Je suis biologiste, conscient de ce qu’est la vie dans ses ressorts.
la vie est d’abord une cellule qui n’a pas encore été reproduit par l’humain et pour cela la vie doit être respecté et protégé.
La vie d’un bébé depuis sa conception doit être respecté. Cependant ce bébé arrive incomplet donc il ne doit arriver qu’à la condition que l’environnement soit favorable.
La mère et le père sont des êtres accomplis qui mérite encore plus le respect que le bébé.
le RU 486 est donc une avancée mais on oublie trop souvent que la gestation est un bouleversement physiologique et psychologique pour la mère.

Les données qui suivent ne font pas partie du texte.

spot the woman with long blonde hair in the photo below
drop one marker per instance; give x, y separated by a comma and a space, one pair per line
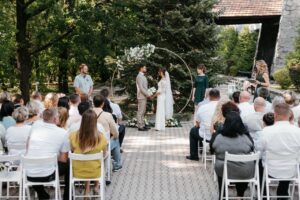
262, 76
88, 140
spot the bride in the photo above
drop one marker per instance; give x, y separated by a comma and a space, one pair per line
164, 108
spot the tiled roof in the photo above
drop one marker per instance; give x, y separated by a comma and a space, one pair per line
245, 8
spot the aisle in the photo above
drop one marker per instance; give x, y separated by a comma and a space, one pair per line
155, 168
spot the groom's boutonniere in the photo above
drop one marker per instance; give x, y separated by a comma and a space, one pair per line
151, 91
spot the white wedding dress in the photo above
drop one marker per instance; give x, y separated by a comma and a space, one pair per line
164, 107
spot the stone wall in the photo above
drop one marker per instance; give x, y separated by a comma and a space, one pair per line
288, 31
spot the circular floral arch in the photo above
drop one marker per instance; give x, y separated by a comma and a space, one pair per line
136, 54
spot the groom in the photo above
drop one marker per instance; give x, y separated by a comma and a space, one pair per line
142, 95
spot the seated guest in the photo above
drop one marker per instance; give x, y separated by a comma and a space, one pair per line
18, 134
254, 121
51, 100
4, 96
82, 107
106, 119
45, 139
236, 97
277, 100
116, 111
234, 139
88, 140
38, 98
245, 107
74, 115
64, 102
63, 117
268, 120
289, 98
218, 119
6, 111
204, 117
282, 139
84, 97
18, 100
34, 112
265, 94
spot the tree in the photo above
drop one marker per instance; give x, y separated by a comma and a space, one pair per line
184, 27
237, 49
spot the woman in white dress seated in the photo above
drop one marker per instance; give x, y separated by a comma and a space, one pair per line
164, 109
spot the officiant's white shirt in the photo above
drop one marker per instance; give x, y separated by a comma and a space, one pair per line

Donc merci infiniment Monsieur Beaulieu, mais cela ne suffit pas, il faut respecter la vie et éviter qu’elle se développe n’importe comment, il faut en plus éduquer les gens à la contraception, à la gestation des bébés et à son développement.

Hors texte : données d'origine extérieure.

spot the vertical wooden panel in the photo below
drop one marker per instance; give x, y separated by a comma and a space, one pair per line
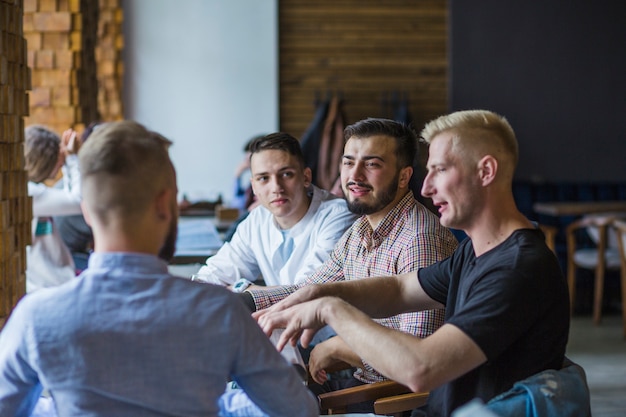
365, 50
15, 205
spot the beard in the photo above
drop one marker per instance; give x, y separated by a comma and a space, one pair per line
386, 196
169, 246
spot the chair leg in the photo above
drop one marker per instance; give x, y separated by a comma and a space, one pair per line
571, 270
600, 270
598, 294
624, 300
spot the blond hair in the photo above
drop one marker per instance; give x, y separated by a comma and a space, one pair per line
476, 132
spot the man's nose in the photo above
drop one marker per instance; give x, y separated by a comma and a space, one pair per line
356, 172
427, 189
276, 184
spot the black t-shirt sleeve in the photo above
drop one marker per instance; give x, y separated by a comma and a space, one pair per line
435, 280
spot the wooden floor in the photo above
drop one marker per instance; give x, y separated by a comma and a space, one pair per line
601, 351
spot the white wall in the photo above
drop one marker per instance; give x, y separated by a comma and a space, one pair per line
203, 73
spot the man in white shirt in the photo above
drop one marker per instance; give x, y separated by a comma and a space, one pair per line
293, 230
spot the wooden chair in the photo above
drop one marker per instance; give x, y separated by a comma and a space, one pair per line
620, 227
599, 258
390, 398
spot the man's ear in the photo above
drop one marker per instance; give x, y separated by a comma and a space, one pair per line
86, 215
405, 177
308, 176
487, 169
163, 204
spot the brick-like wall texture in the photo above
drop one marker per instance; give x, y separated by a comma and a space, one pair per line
15, 205
109, 64
61, 38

Professeur de pharmacologie, c’est en 1973, soit voici 50 ans, que j’ai rédigé mon livre » Pharmacologie et thérapeutique anticonceptionnelles » . Cela correspondait à l’époque à un immense besoin d’être correctement informé. Les travaux du Pr Beaulieu sur le RU 486 sont remarquables dans la mesure où ils permettent d’éviter la nidation stabilisée d’un oeuf fécondé et d’envisager un avortement « pharmacologique » très précoce, évitant toutes ces manipulations médico-chirurgicales d’autant plus pénibles ou risquées que la durée de grossesse augmente . J’ai moi-même proposé dès 1991 qu’on associe le misoprostol ( prostaglandine de synthèse) pour faciliter l’expulsion en stimulant des contractions de l’utérus. C’est bien ce qui se pratique à présent ! A côté de la « pilule contraceptive » et de la « pilule du lendemain », le RU 486 (mifépristone) a sa place comme « emménagogue » sûr et efficace utilisé dès le retard de règles.
Bonjour Professeur,
j’enseigne les sciences de la vie et je connais un peu les techniques d’interruption de grossesse mais étant un homme j’ai peu l’occasion de pratiquer.
Cependant, je n’arrive pas à savoir de façon claire dans quelles limites de temps le RU 486 est utilisé pour les interruptions de grossesse et quand une intervention mécanique est utilisée. J’ai l’impression qu’il existe un certain libre arbitre de l’obstétricien et que les méthodes utilisées ne sont pas toujours clairement dites aux mères. Pourriez-vous m’éclairer?
Cordialement
Là encore, ni néomalthusien ni réactionnaire ! Le choix entre la peste et le choléra, merci mais pas pour moi. Pour moi la pilule abortive RU 486 est aussi bénéfique que la péridurale ou n’importe quelle drogue anti-douleurs. Quelque chose de révolutionnaire. Et qui pour le coup va dans le bon sens. Ce qui ne veut pas dire qu’ON pourrait, ou qu’ON, devrait en abuser. Pour moi Etienne-Emile Baulieu est un grand Monsieur. Comme beaucoup d’autres, chacun avec son histoire personnelle, son parcours, ses passions etc. Sans oublier bien sûr les grandes Dames.
– Etats-Unis : un juge fédéral suspend la prescription d’une pilule abortive dans tout le pays
( francetvinfo.fr – 08/04/2023 )
Là par contre, je ne vois pas comment ça pourrait aller dans le bon sens. Comme beaucoup de choses, pour moi tout n’est qu’une question de juste mesure.